Considering the impact his music and powerful saxophone vibe has had on fans in his hometown of Columbia, South Carolina and beyond these past years, Dante Lewis chose the perfect name for the party band he launched his professional career with : Vision. After several years of delighting audiences at private functions, the multi-talented musician renamed his ensemble the Dante Lewis Vision Band and began headlining on the local club scene. Renowned music producer Byron Counts became a big fan and began filling in occasionally on keyboards. Counts, who has worked with, among others, CeCe Peniston, also convinced Lewis to branch out and become a recording artist - a vision fulfilled with the release of the saxman's smooth urban jazz debut album that truly lives up to its title, Set The Mood.More.


Driven by the philosophy "groove comes first" and drawing soul inspiration from his chief influences Kirk Whalum and Grover Washington, Jr. Lewis fashions an inviting mix of sensual and funky on a set that blends a batch of uniquely arranged classic R&B cover songs, three original tunes penned by Count and a title track written by Rod King - who sets the mood with a dreamy ambience behind one of Lewis' most heartfelt performances. It's a testament to Count's writing and production and Lewis' rich, emotional horn style that the originals feel right at home alongside legendary songs by Luther Vandross, Al Green and Stevie Wonder. Gospel music has been a part of Lewis' life since he began playing at age 12, and the saxman graciously includes the beautiful closing tune "Only What You Do For Christ Will Last" to honor that part of his musical soul.
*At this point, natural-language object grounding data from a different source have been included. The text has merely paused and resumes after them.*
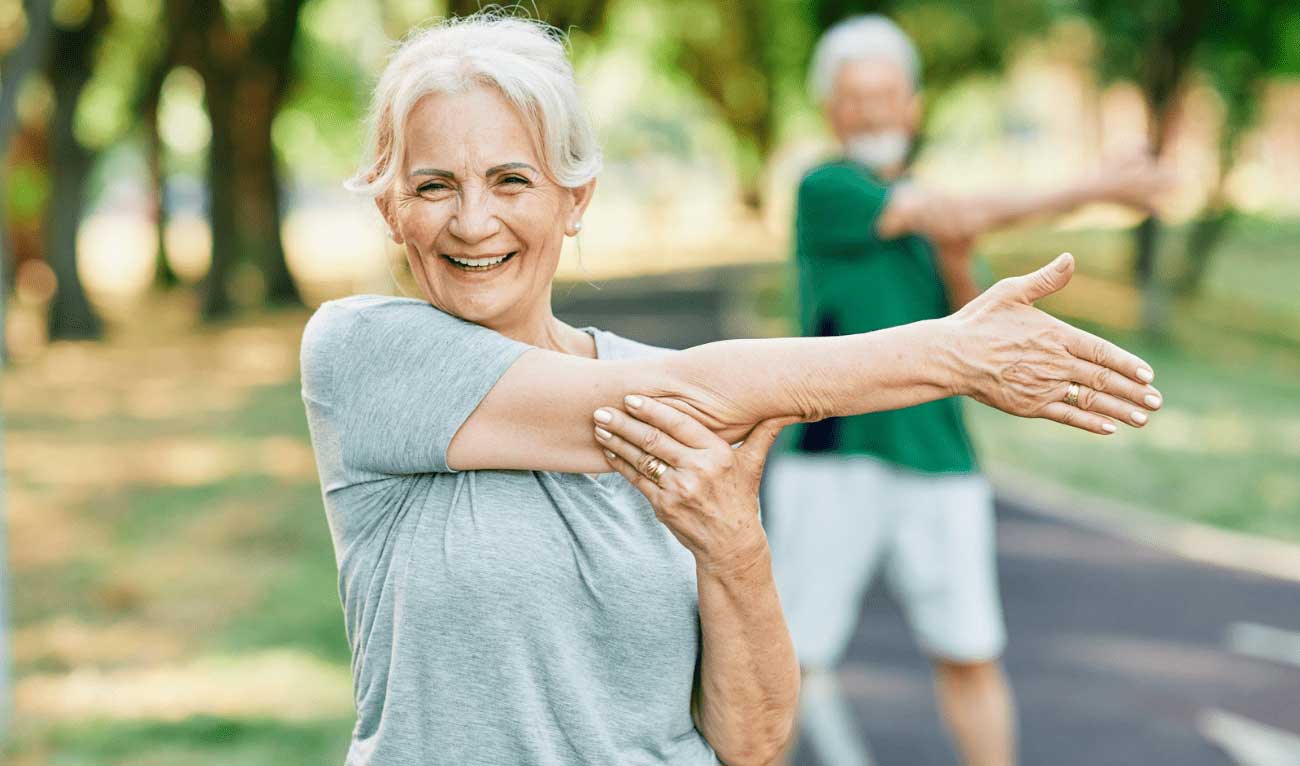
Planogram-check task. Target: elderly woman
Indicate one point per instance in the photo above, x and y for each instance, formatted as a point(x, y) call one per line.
point(549, 552)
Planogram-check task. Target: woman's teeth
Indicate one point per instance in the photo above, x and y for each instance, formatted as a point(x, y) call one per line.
point(479, 264)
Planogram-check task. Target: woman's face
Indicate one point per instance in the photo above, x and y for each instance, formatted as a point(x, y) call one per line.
point(480, 221)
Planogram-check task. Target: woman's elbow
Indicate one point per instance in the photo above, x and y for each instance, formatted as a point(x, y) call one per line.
point(761, 745)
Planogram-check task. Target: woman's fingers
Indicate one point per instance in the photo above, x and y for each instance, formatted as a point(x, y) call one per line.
point(1114, 407)
point(759, 440)
point(1100, 351)
point(1043, 282)
point(1105, 380)
point(1082, 419)
point(636, 479)
point(645, 437)
point(680, 427)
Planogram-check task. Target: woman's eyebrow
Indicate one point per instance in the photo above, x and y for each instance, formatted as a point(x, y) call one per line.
point(495, 169)
point(434, 172)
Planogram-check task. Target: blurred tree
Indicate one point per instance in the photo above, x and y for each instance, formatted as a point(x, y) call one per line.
point(749, 59)
point(69, 69)
point(1153, 44)
point(146, 108)
point(585, 14)
point(727, 50)
point(16, 64)
point(1160, 44)
point(1248, 44)
point(245, 63)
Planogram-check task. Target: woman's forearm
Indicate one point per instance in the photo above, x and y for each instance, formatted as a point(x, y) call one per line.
point(749, 678)
point(733, 384)
point(538, 415)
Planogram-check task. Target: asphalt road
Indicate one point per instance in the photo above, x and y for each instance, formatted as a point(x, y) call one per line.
point(1117, 654)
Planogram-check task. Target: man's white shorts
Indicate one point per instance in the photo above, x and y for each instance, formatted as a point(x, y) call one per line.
point(833, 520)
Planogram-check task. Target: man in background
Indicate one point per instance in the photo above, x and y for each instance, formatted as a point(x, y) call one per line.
point(896, 492)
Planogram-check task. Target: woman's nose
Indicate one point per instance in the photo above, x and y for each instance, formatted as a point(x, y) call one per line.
point(475, 219)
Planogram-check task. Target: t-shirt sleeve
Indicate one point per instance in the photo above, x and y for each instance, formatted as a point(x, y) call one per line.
point(398, 379)
point(836, 212)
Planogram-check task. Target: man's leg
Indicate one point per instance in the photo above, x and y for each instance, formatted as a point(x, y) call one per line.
point(824, 544)
point(944, 571)
point(976, 704)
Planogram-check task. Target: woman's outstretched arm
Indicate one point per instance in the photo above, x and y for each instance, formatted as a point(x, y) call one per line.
point(999, 350)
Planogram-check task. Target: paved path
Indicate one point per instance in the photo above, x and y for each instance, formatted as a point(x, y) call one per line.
point(1119, 656)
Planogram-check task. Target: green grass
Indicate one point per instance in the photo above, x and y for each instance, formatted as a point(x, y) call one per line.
point(202, 740)
point(157, 574)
That song is the perfect set up for Lewis' recently released, critically acclaimed debut gospel jazz album Song of a Servant, which features vocals by many of the saxophonist's friends, including the pastor at his congregation, Bethlehem Baptist Church.

Lewis has already been featured in Lux Millionaire Magazine, Columbia Metropolitan Magazine and California's "Urban Scene" Magazine as a featured hot new artist. "Like most musicians, my goal is always to touch as many people as possible through my playing and performing, " he says. "Byron was instrumental in helping me see the possibilities of a career in urban jazz that extends beyond my success as a regional artist. He saw the way I interact with the crowds in Columbia and said he could see me doing this on a national level. We set out to create a top-notch debut recording, and the music on Set the Mood exceeds all expectations I had going into the recording. It's exciting to now be a full-fledged recording artist and I'm thrilled to be part of the smooth jazz world. Kirk Whalum's career is my inspiration, and I can see myself patterning a dual career in jazz and gospel after him. They cross over very easily."